Nicht zuletzt hatte SKF in Person von Fabio Falsetti eigens einen ausgewiesenen „Racing-Experten“ aus Italien einfliegen lassen: Der hochspezialisierte Produktmanager vom „Extra-F1 Segment“ bei SKF skizzierte die enormen Anforderungen an Wälzlager im Rennsport, präsentierte innovative Lösungen auf Basis jüngster Materialforschungs-Erkenntnisse und vermittelte den Nachwuchs-Konstrukteuren praktische Tipps für die ebenso leistungsfähige wie kosteneffiziente Wälzlagerauslegung. „Haltet unbedingt an Euren Träumen fest“, appellierte Falsetti abschließend, „denn so mancher Eurer Träume wird sich irgendwann als vorweggenommene Wirklichkeit herausstellen!“

Zur Realität auf dem Hockenheimring gehörte – neben dem wechselhaften Wetter zwischen Kälte, Regen und tropischen Temperaturen – zunächst eine Vielzahl interdisziplinärer Aufgaben.
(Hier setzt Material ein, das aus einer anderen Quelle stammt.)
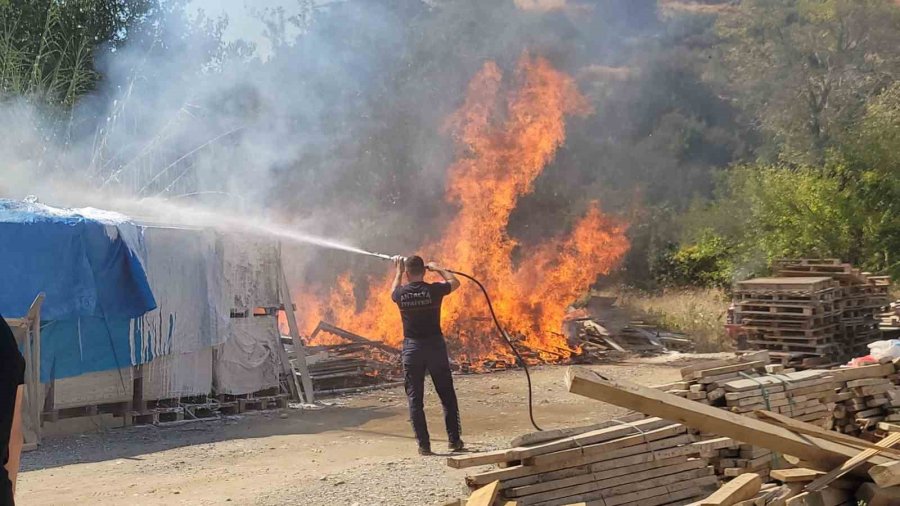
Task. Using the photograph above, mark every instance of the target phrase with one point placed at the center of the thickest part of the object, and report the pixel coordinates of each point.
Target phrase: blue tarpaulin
(88, 263)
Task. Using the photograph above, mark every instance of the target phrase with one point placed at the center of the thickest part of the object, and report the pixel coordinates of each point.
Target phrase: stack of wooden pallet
(863, 298)
(643, 461)
(796, 319)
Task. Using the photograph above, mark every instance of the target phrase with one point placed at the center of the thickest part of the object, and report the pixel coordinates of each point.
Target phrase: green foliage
(48, 48)
(704, 262)
(804, 69)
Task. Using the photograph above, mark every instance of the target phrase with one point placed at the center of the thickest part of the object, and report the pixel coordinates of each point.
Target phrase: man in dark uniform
(424, 349)
(12, 376)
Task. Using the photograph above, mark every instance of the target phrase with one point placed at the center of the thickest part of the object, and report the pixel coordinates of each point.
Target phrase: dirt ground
(354, 450)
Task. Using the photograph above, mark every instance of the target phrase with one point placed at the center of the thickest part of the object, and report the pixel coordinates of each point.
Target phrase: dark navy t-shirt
(420, 308)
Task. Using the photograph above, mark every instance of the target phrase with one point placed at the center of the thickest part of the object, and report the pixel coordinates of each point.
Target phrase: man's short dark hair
(415, 265)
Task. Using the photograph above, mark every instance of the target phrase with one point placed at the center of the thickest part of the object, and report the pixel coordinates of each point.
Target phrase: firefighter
(424, 348)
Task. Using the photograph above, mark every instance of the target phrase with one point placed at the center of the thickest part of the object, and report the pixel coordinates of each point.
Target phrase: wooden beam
(795, 475)
(741, 488)
(296, 343)
(823, 481)
(886, 474)
(543, 436)
(710, 419)
(658, 467)
(588, 438)
(866, 371)
(826, 497)
(759, 356)
(728, 369)
(815, 430)
(605, 447)
(666, 448)
(873, 495)
(484, 496)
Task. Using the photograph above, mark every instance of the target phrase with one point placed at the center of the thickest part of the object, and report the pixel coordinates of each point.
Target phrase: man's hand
(400, 263)
(447, 275)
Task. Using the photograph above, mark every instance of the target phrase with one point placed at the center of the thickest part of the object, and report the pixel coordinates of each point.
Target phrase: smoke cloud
(335, 120)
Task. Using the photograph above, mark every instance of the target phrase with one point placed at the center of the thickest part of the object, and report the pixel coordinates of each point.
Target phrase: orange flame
(504, 146)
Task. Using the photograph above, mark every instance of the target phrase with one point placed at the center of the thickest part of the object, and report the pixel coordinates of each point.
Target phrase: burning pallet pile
(597, 342)
(817, 313)
(356, 363)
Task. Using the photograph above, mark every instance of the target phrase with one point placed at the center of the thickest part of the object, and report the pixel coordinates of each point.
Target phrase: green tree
(48, 48)
(804, 69)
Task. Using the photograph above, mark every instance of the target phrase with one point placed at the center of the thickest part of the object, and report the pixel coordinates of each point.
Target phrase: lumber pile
(864, 397)
(747, 383)
(637, 461)
(834, 469)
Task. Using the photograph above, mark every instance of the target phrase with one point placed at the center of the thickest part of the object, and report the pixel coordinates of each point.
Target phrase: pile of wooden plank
(797, 319)
(839, 469)
(747, 383)
(864, 397)
(705, 382)
(637, 461)
(862, 299)
(358, 362)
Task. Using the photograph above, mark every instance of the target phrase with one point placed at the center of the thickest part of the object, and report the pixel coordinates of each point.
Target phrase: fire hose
(519, 360)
So mussten die Studenten den Juroren unter anderem überzeugende Finanzierungskonzepte für ihre Rennställe vorlegen (samt Sponsoring- beziehungsweise Vermarktungsaktivitäten), verschiedene technische Abnahmen überstehen (beispielsweise Bremsen und Überschlagssicherheit) und ihre selbstgebauten Fahrzeuge natürlich auch in unterschiedlichsten Rennsport-Disziplinen vorführen (zum Beispiel Beschleunigungsvermögen oder auch Langstrecken-Fähigkeiten).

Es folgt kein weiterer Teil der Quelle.